In memory of my grandmother who passed on May 4, 2014. Three generations – me, my mom and my grandmother. In this photo I am 6 months pregnant with my last child.

 

 

 

GAPS – Day 3

Just a quick look at yesterday. I will likely not post much more on the diet from now on since my family is settling into it pretty well now.

My daughter had her first tantrum over what she could eat. She came home from school and wanted Raisin Bran as a snack. My mother-in-law told her no and she commenced to her yelling, kicking, and “dying” routine. So mother-in-law called my husband who gave her permission to eat it (boo on him!). I came home just after, oblivious to the drama and saw her sitting with her new bowl of cereal. I immediately told her no and then I got the tantrum. I stuck firm and we went for a walk. Cereal forgotten and replaced with mother-daughter time. Score!

My son is doing much better. He still hates his probiotic and the cod liver oil (who could blame him?) but he is eating better and much happier. My mother-in-law watched him yesterday and all I got from her is, “I hate this diet. There are no snacks for the children”. When I explained there were snacks just not the kind they were use to and that they would get over it, she said, “Well get rid of all of it then so they can’t see it”. I explained that not all of it would be forever excluded from our diet. Why waste good food? We didn’t eat bad before. Mainly I just need to toss the Goldfish, sweets and cereal bars. I told her I would.

I made Fish Soup last night – a first ever for me. I thought “Nasty” when I heard the name but all the websites online said it is a big winner for families with kids. So I made it. This was the recipe I used:

Fish Soup – total time to prepare and cook was approximately 40 minutes

  • 6 cups chicken stock (homemade)
  • Several baby carrots cut up
  • Two stalks of celery, chopped
  • Three sprigs of fresh parsley, chopped
  • 1 white onion
  • 2 cloves of garlic, chopped
  • 1 small bok choy, chopped
  • 1 cluster of broccoli florets
  • 2 Swai filets, thawed
  • Salt and pepper to taste
  • Lemon if desired

Put all ingredients except the broccoli and Swai in a large pot. Bring to a boil and then turn down the heat and allow to simmer until carrots are tender. Add broccoli. Allow broccoli to cook until bright green (maybe 2 minutes). Add Swai whole to the pot. When the fish turns opaque and flakes then it is done (approximate 2-3 minutes).
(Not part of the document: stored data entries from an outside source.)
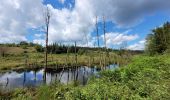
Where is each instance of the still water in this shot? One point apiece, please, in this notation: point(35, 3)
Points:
point(32, 78)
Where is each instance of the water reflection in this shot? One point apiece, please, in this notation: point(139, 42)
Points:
point(32, 78)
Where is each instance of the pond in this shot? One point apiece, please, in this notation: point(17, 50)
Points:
point(33, 78)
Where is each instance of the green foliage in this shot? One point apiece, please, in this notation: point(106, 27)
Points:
point(39, 48)
point(145, 78)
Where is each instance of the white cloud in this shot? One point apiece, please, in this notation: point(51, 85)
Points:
point(118, 38)
point(62, 1)
point(137, 46)
point(17, 16)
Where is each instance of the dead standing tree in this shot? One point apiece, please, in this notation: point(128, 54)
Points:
point(47, 22)
point(47, 17)
point(98, 43)
point(105, 49)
Serve with lemon and more parsley if this suits your tastes.

This recipe was a huge hit. My husband said it was his favorite meal of the week (wow). My daughter didn’t like it much but she had a tummy ache during dinner.

Positive Change

As a family we have eaten a much greater variety of meats and veggies than is normal for the week and the week isn’t even done! In four days we have eaten – chicken, ground beef, ground lamb, bone broth, and fish. The fruits and veggies we have eaten is triple what we normally eat. We have eaten a dozen apples, 8 bananas, 4 pears, blue berries, bok choy, broccoli, kale, onion, garlic, parsley, carrots, celery, spinach, cucumber, beets, lemon, and ginger. I still have brussel sprouts and peppers I have not used yet.

If you are thinking of trying this diet, I will say that you will need to grocery shop more than is your norm. I have already taken two trips to the grocery store and am considering a third (fruit is low again). Also, if you think you are making enough for your family, double it. I made an entire crockpot of chicken soup and it lasted two days. I made an entire crockpot of meatball soup and it lasted ONE day. The night I made boiled meat patties there was one patty out of 10 that survived for leftovers. The fish soup was gone after one meal with only a tiny portion left which my husband took for lunch today. I never thought I would have to cook so much! Ha!

It can be done, though, and is not too bad since most of the meals are pretty easy to prepare. I have three small kids and was able to do it and I work part-time. I know I could do this if I worked full-time, though the grocery shopping would have been harder.

Overall I think this diet is a great way to get your eating habits in order. It has been a great learning experience for my entire family and my children did not die from lack of carbohydrates and sugar.